Page MenuHomePhabricator

Create edit groups when running Wikidata-related scripts
Open, LowPublic

Description

See https://www.wikidata.org/wiki/Wikidata:Edit_groups. It requires adding a string in edit summaries.


Wikidata is the database behind Wikipedia. Pywikibot has a scripts like scripts/newitem.py that create and edit items in this database. Most of them (should) use WikidataBot class present in pywikibot/bot.py.

This task is to

  1. add a config parameter in config2.py with a small explanation in comment
  2. if the bot runs on wikidata (self.site == pywikibot.Site('wikidata', 'wikidata')), generate a random hexadecimal 10 char string at its initialization (in __init__)
  3. if summary is defined (if 'summary' in kwargs), use this value as a suffix of kwargs['summary'] value in WikidataBot.user_edit_entity()
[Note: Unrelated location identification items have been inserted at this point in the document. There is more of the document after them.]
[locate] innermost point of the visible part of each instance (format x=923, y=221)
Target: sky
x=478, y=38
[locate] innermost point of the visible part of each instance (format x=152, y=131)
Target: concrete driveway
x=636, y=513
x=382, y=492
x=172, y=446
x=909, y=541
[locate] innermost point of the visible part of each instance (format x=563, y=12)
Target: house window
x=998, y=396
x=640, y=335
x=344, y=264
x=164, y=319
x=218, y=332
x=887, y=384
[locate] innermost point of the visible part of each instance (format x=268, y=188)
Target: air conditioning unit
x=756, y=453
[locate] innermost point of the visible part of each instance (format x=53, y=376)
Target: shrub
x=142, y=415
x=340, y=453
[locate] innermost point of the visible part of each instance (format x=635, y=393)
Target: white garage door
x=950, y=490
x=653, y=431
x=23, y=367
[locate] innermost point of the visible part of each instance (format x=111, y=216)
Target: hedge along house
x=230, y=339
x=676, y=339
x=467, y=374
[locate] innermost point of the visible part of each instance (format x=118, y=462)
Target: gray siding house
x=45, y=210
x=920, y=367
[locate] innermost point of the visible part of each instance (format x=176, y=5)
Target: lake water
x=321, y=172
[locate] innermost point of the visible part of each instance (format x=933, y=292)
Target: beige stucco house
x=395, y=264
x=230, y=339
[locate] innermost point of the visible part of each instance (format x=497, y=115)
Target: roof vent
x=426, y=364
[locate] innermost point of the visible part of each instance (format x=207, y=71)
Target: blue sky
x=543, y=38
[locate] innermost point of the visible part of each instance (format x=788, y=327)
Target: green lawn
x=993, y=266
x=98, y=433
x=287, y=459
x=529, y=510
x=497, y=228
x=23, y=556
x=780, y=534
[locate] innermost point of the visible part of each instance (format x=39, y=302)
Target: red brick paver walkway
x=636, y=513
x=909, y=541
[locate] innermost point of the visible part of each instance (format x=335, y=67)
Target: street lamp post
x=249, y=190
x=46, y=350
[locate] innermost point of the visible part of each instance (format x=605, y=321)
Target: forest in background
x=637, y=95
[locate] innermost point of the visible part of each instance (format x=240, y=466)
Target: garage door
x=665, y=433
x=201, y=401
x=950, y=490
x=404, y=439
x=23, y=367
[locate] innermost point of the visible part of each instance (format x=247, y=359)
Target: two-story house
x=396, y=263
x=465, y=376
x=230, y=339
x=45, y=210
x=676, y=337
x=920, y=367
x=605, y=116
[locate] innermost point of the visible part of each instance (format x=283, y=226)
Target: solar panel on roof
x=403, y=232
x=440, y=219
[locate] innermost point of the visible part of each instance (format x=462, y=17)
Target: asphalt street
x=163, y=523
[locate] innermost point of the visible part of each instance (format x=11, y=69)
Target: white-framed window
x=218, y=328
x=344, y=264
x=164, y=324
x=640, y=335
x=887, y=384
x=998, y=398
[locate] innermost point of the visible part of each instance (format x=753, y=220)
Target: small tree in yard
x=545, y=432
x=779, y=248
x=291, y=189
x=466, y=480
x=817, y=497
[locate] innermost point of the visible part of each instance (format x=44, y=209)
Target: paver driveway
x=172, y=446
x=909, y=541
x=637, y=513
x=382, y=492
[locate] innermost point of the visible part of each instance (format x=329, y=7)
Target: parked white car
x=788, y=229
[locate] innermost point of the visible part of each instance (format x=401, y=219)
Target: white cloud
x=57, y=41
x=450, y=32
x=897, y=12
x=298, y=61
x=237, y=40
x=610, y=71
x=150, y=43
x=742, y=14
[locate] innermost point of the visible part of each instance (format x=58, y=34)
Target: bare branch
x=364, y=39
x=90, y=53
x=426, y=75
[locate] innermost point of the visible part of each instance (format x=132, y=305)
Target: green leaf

The kwargs['summary'] value should look after processing like my very informative edit summary ([[:toollabs:editgroups/b/CB/89ead4fe|details]]), where the my very informative edit summary part is the old kwargs['summary'], and ([[:toollabs:editgroups/b/CB/89ead4fe|details]]) the suffix added with the random string in it. Note that the [[ ]] will create a like to an external tool.

This should add the prefix in the summary of item creation and claim addition. More work will be needed for adding it to qualifier and reference edits (will wait for T112577, out of scope for now).
See the "For custom bots" section of https://www.wikidata.org/wiki/Wikidata:Edit_groups/Adding_a_tool.

Event Timeline

Xqt triaged this task as Low priority.Jul 29 2018, 9:44 AM
Framawiki updated the task description. (Show Details)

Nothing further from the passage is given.